Selasa, 9 Januari 2007


            Aku termangu menatap sebuah nisan yang bertuliskan namaku, aku menyandarkan kepalaku didinginnya nisan yang habis terkena air hujan. “Hujan lagi”  gumamku, teringat kembali aku akan kenangan masa laluku, disaat aku benar-benar hancur, saat aku merusak masa depan ku sendiri, narkoba, minuman keras. Lamunanku hancur, ketika Gina datang kepemakamanku. Dia duduk, menganggkat kedua tangannya dan memajatkan do’a.

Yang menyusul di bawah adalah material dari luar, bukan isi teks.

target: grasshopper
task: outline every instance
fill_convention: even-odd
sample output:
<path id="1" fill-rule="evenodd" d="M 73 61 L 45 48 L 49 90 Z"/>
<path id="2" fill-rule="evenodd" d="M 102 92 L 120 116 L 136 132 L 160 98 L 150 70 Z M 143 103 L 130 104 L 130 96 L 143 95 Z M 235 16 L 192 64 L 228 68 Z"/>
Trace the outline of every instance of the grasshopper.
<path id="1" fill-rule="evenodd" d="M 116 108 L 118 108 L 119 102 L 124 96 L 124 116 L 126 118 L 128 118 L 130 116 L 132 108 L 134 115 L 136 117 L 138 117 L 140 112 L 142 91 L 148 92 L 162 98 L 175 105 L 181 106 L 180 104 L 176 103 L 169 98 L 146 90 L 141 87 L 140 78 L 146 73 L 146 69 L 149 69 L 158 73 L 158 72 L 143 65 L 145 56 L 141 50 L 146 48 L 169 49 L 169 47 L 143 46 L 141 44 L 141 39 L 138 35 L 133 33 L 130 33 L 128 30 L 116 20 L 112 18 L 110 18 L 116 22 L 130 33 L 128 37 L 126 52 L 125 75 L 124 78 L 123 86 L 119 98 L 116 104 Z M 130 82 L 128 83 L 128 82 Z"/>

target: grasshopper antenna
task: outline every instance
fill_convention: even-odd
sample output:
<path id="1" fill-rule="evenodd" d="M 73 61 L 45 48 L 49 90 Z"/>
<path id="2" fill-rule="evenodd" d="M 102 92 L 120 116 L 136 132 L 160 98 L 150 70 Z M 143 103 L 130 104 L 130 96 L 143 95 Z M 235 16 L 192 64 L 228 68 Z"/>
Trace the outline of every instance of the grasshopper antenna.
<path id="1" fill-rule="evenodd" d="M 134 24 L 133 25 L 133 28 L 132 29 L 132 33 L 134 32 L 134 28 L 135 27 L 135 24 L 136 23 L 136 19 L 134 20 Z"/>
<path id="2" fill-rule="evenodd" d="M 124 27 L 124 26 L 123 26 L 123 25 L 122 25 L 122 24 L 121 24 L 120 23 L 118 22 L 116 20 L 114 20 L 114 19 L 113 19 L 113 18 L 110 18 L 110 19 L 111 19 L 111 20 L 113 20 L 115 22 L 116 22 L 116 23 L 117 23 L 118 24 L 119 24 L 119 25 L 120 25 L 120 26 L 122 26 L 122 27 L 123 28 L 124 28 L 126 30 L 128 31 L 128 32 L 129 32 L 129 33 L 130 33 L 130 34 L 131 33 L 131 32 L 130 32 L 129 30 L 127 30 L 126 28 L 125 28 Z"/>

            “Kira, selamat jalan, lupakan semua ini. Aku sudah memutuskan akan melanjutkan sekolah ke Jogja, jadi ini terakhir kalinya aku akan datang kesini. Selamat jalan ya, I’ll be waiting for you, friend?” ucapnya sembari menahan air mata yang akan jatuh.

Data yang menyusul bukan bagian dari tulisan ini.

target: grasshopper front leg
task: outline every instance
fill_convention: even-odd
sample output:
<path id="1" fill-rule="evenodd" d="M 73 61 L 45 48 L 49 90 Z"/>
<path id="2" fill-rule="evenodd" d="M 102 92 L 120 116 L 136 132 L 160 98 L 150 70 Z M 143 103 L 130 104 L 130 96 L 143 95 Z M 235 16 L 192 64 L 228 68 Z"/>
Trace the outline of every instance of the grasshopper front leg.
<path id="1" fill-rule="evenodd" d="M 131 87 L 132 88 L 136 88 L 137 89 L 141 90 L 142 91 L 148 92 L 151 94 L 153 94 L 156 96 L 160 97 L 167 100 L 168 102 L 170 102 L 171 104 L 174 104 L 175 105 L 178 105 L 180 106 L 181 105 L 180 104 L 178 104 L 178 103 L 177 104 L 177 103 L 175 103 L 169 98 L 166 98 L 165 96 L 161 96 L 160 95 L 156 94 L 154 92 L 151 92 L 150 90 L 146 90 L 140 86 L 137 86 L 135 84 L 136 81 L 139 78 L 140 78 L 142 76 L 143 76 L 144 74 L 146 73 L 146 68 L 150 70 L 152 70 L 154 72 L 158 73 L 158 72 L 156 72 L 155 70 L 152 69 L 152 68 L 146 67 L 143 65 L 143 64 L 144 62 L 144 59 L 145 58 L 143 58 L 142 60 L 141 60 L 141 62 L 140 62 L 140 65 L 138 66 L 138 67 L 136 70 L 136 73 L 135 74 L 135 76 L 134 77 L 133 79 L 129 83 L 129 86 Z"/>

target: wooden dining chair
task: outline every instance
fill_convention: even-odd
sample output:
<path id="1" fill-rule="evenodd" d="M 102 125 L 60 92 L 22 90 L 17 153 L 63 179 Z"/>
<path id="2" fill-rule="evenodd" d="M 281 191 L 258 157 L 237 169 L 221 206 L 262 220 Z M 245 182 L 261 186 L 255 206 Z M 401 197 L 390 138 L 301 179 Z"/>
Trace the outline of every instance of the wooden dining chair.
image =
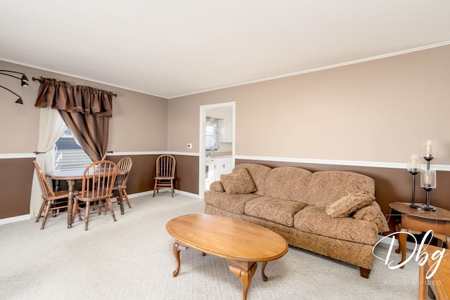
<path id="1" fill-rule="evenodd" d="M 117 162 L 117 176 L 115 178 L 115 183 L 112 187 L 112 195 L 115 197 L 117 193 L 117 202 L 120 204 L 120 213 L 124 214 L 123 200 L 124 198 L 128 204 L 128 207 L 131 208 L 127 194 L 127 183 L 128 182 L 128 176 L 131 169 L 133 162 L 130 157 L 126 157 L 122 158 Z"/>
<path id="2" fill-rule="evenodd" d="M 47 178 L 41 169 L 39 165 L 35 160 L 33 161 L 33 163 L 34 164 L 34 169 L 36 170 L 36 174 L 37 175 L 41 190 L 42 191 L 42 204 L 41 204 L 39 212 L 37 214 L 36 223 L 39 223 L 39 219 L 44 213 L 42 225 L 41 225 L 41 229 L 44 229 L 49 216 L 56 216 L 58 214 L 68 212 L 69 191 L 58 190 L 54 192 L 50 186 L 50 183 L 47 181 Z M 74 195 L 78 193 L 78 192 L 75 190 L 74 190 L 73 193 Z"/>
<path id="3" fill-rule="evenodd" d="M 174 197 L 174 181 L 175 180 L 175 157 L 169 154 L 160 155 L 156 159 L 156 176 L 155 176 L 155 187 L 153 197 L 160 189 L 170 188 L 172 197 Z"/>
<path id="4" fill-rule="evenodd" d="M 108 205 L 112 219 L 115 222 L 115 215 L 111 204 L 112 186 L 115 181 L 117 166 L 108 160 L 94 162 L 86 167 L 83 173 L 81 193 L 74 197 L 73 213 L 78 214 L 79 221 L 82 221 L 80 210 L 84 210 L 84 230 L 87 230 L 89 215 L 98 214 L 101 208 Z M 84 202 L 82 207 L 79 202 Z M 91 210 L 98 209 L 97 211 Z"/>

            Aku mendekap tubuhnya, dan berbisik “Jangan pergi, kumohon jangan, aku takut Gina”. Tubuhku tak berdaya,  Gina berdiri dan untuk terakhir kalinya dia menaburkan bunga dan mencium nisanku. Dia berjalan pergi, dan akhirnya hilang dikejauhan. Aku termangu duduk diatas nisanku, berharap waktu berhenti dan terulang kembali namun itu mustahil. Aku tahu ini adalah jalan hidupku, namun kini apa? Apa yang harus kulakukan, agar ini semua bisa berakhir?


Selasa, 6 Januari 2009

           
            Kisah kematianku seakan sudah benar-benar habis dilumat waktu, kisahku kini menjadi kisah usang. Hari ini adalah hari setelah tiga tahun kematianku, tema-teman ku  setahun lalu, sudah masuk ke Universitas bergengsi, namun aku tetap disini. Duduk sendiri, berjalan di koridor, menatap jam dinding. Hingga akhirnya aku merasa lelah.

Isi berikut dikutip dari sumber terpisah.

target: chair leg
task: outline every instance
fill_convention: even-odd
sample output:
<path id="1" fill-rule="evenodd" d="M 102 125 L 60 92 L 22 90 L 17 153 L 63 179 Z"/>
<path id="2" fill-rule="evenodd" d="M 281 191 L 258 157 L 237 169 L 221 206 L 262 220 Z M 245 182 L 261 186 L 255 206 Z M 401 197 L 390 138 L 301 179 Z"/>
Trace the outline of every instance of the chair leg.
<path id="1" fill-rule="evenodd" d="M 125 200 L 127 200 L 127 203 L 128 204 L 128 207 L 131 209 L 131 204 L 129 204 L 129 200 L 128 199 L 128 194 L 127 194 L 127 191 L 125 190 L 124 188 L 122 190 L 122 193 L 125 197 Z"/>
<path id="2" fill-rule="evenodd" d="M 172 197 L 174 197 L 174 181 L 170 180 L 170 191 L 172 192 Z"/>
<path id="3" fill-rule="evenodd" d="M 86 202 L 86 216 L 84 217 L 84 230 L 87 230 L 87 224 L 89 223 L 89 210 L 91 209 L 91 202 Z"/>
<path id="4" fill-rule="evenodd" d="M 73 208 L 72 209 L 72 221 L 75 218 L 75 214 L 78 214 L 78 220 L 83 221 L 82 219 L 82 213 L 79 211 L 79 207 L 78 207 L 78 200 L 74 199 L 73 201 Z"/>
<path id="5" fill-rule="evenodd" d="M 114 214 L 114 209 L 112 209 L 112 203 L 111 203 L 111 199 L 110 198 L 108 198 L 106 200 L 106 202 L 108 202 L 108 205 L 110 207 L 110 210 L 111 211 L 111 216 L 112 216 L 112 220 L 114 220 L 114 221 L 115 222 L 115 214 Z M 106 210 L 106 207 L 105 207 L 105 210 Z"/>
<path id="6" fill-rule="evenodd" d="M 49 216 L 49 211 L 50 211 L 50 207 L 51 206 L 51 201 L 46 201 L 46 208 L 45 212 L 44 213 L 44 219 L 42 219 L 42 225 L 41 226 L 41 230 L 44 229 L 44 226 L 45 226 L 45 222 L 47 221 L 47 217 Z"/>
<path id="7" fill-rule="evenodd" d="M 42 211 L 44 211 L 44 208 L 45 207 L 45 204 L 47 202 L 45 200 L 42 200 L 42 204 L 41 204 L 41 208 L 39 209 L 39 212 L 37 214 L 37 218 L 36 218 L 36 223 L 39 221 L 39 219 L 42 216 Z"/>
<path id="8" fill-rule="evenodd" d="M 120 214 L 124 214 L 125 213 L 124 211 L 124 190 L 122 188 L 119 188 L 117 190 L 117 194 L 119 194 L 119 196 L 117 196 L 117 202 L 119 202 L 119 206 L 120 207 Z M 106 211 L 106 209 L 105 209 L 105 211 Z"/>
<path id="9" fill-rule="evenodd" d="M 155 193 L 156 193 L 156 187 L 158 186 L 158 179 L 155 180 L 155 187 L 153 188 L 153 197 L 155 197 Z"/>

             “Gina aku akan menunggu mu meski harus 2 tahun lamanya, atau lebih, aku akan terus menunggu karena ku yakin kau akan datang lagi, teman?” Aku masih termangu di kursi pojok kelasku ini, kelasku sudah kosong dan usang. Sekolah ini sekarang ditutup, namun aku akan terus duduk disana hingga Gina datang dan menyambutku seperti dulu.